When a command to generate config such as make PODCONFIG=rcord-mock.yml config is run, the following steps happen:

  1. The POD Config file is read, in this case genconfig/rcord-mock.yml, which specifies the scenario and profile.
  2. The Scenario config file is read, in this case scenario/mock/config.yml.
  3. The contents of these files are combined into a master config variable, with the POD Config overwriting any config set in the Scenario.
  4. The entire master config is written to genconfig/config.yml.
  5. The inventory_groups variable is used to generate an ansible inventory file and put in genconfig/inventory.ini.
  6. Various variables are used to generate the makefile config file genconfig/config.mk. This sets the targets invoked by make build

Note that the combination of the POD and Scenaro config in step #3 is not a merge. If you define an item in the root of the POD Config that has subkeys, it will overwrite every subkey defined in the Scenario. This is most noticeable when setting the inventory_groups or docker_image_whitelist variable. If changing either in a POD Config, you must recreate the entire structure or list. This may seem inconvenient, but other list or tree merging strategies lack a way to remove items from a tree structure.

Build Process Overview

The build process is driven by running make. The two most common makefile targets are config and build, but there are also utility targets that are handy to use during development.

config make target

config requires a PODCONFIG argument, which is a name of a file in the podconfig directory. PODCONFIG defaults to invalid, so if you get errors claiming an invalid config, you probably didn't set it, or set it to a filename that doesn't exist.

Examples: make config

make PODCONFIG=rcord-local.yml config

make PODCONFIG=opencloud-mock.yml config

build make target

make build performs the build process, and takes no arguments. It may run different targets specified by the scenario.

Most of the build targets in the Makefile don't leave artifacts behind, so we write a placeholder file (aka "sentinels" or "empty targets") in the milestones directory.

Utility make targets

There are various utility targets:

  • printconfig: Prints the configured scenario and profile.

  • xos-teardown: Stop and remove a running set of XOS docker containers, removing the database.

  • xos-update-images: Rebuild the images used by XOS, without tearing down running XOS containers.

  • collect-diag: Collect detailed diagnostic information on a deployed head and compute nodes, into diag-<datestamp> directory on the head node.

  • compute-node-refresh: Reload compute nodes brought up by MaaS into XOS, useful in the cord virtual and physical scenarios

  • pod-test: Run the platform-install/pod-test-playbook.yml, testing the virtual/physical cord scenario.

  • vagrant-destroy: Destroy Vagrant containers (for mock/virtual/physical installs)

  • clean-images: Have containers rebuild during the next build cycle. Does not actually delete any images, just causes imagebuilder to be run again.

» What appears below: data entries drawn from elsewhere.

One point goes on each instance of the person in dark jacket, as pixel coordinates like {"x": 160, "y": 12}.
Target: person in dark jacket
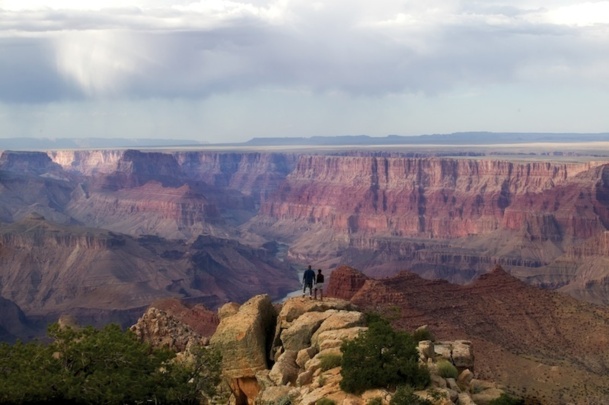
{"x": 307, "y": 280}
{"x": 319, "y": 285}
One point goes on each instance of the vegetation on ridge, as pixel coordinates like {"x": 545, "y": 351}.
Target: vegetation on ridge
{"x": 381, "y": 358}
{"x": 102, "y": 366}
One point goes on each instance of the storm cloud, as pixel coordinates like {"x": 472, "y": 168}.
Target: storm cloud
{"x": 189, "y": 50}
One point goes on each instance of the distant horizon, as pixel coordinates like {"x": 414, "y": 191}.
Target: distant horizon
{"x": 473, "y": 138}
{"x": 227, "y": 71}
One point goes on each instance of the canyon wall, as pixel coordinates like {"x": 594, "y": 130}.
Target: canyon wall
{"x": 216, "y": 211}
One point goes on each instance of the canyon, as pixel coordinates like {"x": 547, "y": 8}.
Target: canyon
{"x": 102, "y": 233}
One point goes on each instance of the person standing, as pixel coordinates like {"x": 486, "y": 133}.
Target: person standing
{"x": 307, "y": 280}
{"x": 319, "y": 285}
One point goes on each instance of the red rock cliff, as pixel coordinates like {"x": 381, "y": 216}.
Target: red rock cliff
{"x": 417, "y": 197}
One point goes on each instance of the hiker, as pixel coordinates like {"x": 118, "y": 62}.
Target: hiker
{"x": 307, "y": 280}
{"x": 319, "y": 285}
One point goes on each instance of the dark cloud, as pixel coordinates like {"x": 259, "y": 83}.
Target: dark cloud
{"x": 130, "y": 53}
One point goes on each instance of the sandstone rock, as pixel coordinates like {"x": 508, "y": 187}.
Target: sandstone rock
{"x": 465, "y": 378}
{"x": 452, "y": 384}
{"x": 293, "y": 308}
{"x": 426, "y": 350}
{"x": 285, "y": 370}
{"x": 161, "y": 329}
{"x": 376, "y": 393}
{"x": 243, "y": 339}
{"x": 298, "y": 335}
{"x": 274, "y": 396}
{"x": 465, "y": 399}
{"x": 463, "y": 354}
{"x": 485, "y": 397}
{"x": 338, "y": 320}
{"x": 443, "y": 349}
{"x": 305, "y": 355}
{"x": 340, "y": 334}
{"x": 345, "y": 282}
{"x": 330, "y": 344}
{"x": 437, "y": 381}
{"x": 304, "y": 378}
{"x": 228, "y": 309}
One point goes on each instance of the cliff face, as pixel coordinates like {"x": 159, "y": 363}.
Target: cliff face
{"x": 450, "y": 218}
{"x": 525, "y": 338}
{"x": 48, "y": 269}
{"x": 427, "y": 197}
{"x": 444, "y": 218}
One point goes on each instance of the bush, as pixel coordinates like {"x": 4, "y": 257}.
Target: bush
{"x": 330, "y": 361}
{"x": 447, "y": 370}
{"x": 381, "y": 358}
{"x": 506, "y": 399}
{"x": 405, "y": 396}
{"x": 101, "y": 366}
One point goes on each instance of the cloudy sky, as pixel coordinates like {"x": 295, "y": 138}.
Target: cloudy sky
{"x": 218, "y": 70}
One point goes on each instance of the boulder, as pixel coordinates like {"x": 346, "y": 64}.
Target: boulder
{"x": 243, "y": 339}
{"x": 463, "y": 354}
{"x": 285, "y": 370}
{"x": 339, "y": 334}
{"x": 305, "y": 355}
{"x": 274, "y": 396}
{"x": 426, "y": 350}
{"x": 298, "y": 335}
{"x": 228, "y": 309}
{"x": 339, "y": 320}
{"x": 487, "y": 396}
{"x": 464, "y": 379}
{"x": 465, "y": 399}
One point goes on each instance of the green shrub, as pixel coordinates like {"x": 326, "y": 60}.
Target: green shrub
{"x": 375, "y": 401}
{"x": 405, "y": 396}
{"x": 447, "y": 370}
{"x": 381, "y": 358}
{"x": 330, "y": 361}
{"x": 506, "y": 399}
{"x": 102, "y": 366}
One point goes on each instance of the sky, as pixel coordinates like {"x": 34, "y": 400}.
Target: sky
{"x": 227, "y": 71}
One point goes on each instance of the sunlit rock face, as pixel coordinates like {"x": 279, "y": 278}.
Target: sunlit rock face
{"x": 231, "y": 224}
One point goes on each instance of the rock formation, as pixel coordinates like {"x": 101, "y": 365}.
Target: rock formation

  • clean-genconfig: Deletes the make config generated config files in genconfig, useful when switching between POD configs

  • clean-onos: Stops the ONOS containers on the head node

  • clean-openstack: Cleans up and deletes all instances and networks created in OpenStack.

  • clean-profile: Deletes the cord_profile directory

  • clean-all: Runs vagrant-destroy, clean-genconfig, and clean-profile targets, removes all milestones. Good for resetting a dev environment back to an unconfigured state.

  • clean-local: clean-all but for the local scenario - Runs clean-genconfig and clean-profile targets, removes local milestones.

The clean-* utility targets should modify the contents of the milestones directory appropriately to cause the steps they clean up after to be rerun on the next make build cycle.

Development workflow

Updating XOS Container Images on a running POD

To rebuild and update XOS container images, run:

make xos-update-images
make -j4 build

This will build new copies of all the images, then when build is run the newly built containers will be restarted.

If you additionally want to stop all the XOS containers, clear the database, and reload the profile, use xos-teardown:

make xos-teardown
make -j4 build

This will teardown the XOS container set, tell the build system to rebuild images, then perform a build and reload the profile.